MAILADDR my.email@gmail.com


Stability is an issue in Linux


I thought that any Linux distro was pretty usable, but this year I changed my mind. Some days ago I installed Ubuntu in my netbook, and then I updated it and rebooted, after rebooting it was ruined, it was not able to start Xorg.

So I immediately reinstalled Ubuntu again and tried the same, but this time I disabled the automatic update and used the command line: apt-get update and apt-get upgrade. And in the next rebooting it was damaged in the same way.

However, notice that before updating my Ubuntu I could reboot it many times with any problem.

But there I have another bad experience:

Some months ago I installed Xubuntu in a Virtual Machine, and one day I tried to start it and it was not able to start up, I’ve tried Windows XP, Windows 8.1, Gentoo many times, Arch, Fedora, FreeBSD, and Ubuntu is the only Operative System that has ever been magically damaged.

But it is not only Ubuntu, I also have complain about Fedora, someone told me that after upgrading Fedora his system were ruined, but I could not believe it because I regard Linux as reliable. But that happened to me one time that I normally updated my Fedora.

You know that I don’t do any stupid thing and that I only use free drivers and also I don’t install unstable software. Indeed I had used Gentoo for 4 years with any problem.

That is the reason now I migrated to Slackware, Slackware is a distribution that never have had any problem with me, BTW have you noticed that Slackware has appeared in Mr. Robot recently?

Qubes OS

Also my Qubes Os was damaged, but that is interesting, Qubes OS is very easy to break because the complexity of it, it uses python scripts, virtualization libraries, so this system can be very easy broken. e.g an outage can damage a python library, and notice that python is a high level programming language that normally it is not needed to boot an operative system.
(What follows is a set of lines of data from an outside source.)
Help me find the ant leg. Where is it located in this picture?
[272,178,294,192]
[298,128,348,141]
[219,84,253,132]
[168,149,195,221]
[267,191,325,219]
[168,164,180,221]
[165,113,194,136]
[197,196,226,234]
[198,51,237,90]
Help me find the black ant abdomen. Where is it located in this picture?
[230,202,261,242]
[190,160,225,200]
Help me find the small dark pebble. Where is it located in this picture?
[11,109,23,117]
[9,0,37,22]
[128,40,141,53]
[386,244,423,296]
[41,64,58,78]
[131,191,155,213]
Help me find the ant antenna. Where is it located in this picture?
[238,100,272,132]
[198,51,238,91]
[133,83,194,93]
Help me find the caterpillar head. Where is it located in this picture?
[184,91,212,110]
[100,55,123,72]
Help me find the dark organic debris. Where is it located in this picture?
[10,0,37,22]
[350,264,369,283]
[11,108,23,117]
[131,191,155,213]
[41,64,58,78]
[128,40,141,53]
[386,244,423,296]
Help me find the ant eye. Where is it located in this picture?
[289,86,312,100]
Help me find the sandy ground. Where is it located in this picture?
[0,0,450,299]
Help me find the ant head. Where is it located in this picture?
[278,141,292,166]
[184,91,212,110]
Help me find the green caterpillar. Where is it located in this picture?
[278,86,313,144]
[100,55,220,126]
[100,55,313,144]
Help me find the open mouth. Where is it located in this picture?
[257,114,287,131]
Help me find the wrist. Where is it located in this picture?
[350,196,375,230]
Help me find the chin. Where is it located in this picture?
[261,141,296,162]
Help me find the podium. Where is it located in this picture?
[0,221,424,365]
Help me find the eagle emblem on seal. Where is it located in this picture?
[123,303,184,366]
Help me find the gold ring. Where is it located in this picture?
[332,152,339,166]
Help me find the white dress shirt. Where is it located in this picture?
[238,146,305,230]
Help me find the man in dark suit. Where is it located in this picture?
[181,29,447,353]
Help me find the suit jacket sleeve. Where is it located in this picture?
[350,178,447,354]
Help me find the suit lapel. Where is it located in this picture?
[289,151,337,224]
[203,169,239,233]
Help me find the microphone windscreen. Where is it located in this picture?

Did you know that my Qubes OS was in a raid 0 of 3 hard disks with XFS as filesystem?


Complains of Whonix


As you may know, I'm using Qubes Os , and sincerely I think that Whonix can be too bloated. Whonix needs 4 virtual machines in Qubes OS in order to work:

sys-whonixIs the Whonix VM running the Tor Network (backend)
whonix-gsIt is a Template VM for the Whonix frontend with Tor Browser.
whonix-wsIt is the Template VM for the Whonix backend
whonix-ws-dvmIt is the Whonix frontend

Even so, you also need to update dom0, Fedora and maybe Debian, thus, Qubes OS requires a regular update of 5 OS.

Once I uninstalled VLC of Whonix, and it uninstalled half of system, ruining it. Then I realized that the Qubes OS's Whonix is too bloated. Qubes Os needs a minimal Whonix only focused in running the Tor Browser.

Whonix depends in its own repository, I don't agree with centralization, there must be several repos you can choose, but then an eviden problem arises, that any of them can be compromised. Right?

So that, I had this problem: the Whonix repo expired when I needed to install very important updates , the repo was re-enabled several hours later.

I want you to know that we are depending so much in many people, the ideal is to create your own minimal "Whonix".

But it is more practical to use Tails in Qubes Os, since Tails uses a Transparent Proxy to Tor, so everything must be pass through Tor unless you got hacked. But everything will be lost after shutting down the Virtual Machine. So it's not that bad.

I recommend you to create your own LiveCD of any Linux or BSD with transparent Tor proxy instead using Tails, so that you don't have to depend on so many updates, however it is easier to remake a Tails iso than a self-build image.

You can use Gentoo for that purpose, so you will be aware of what exactly are you installing (and doing).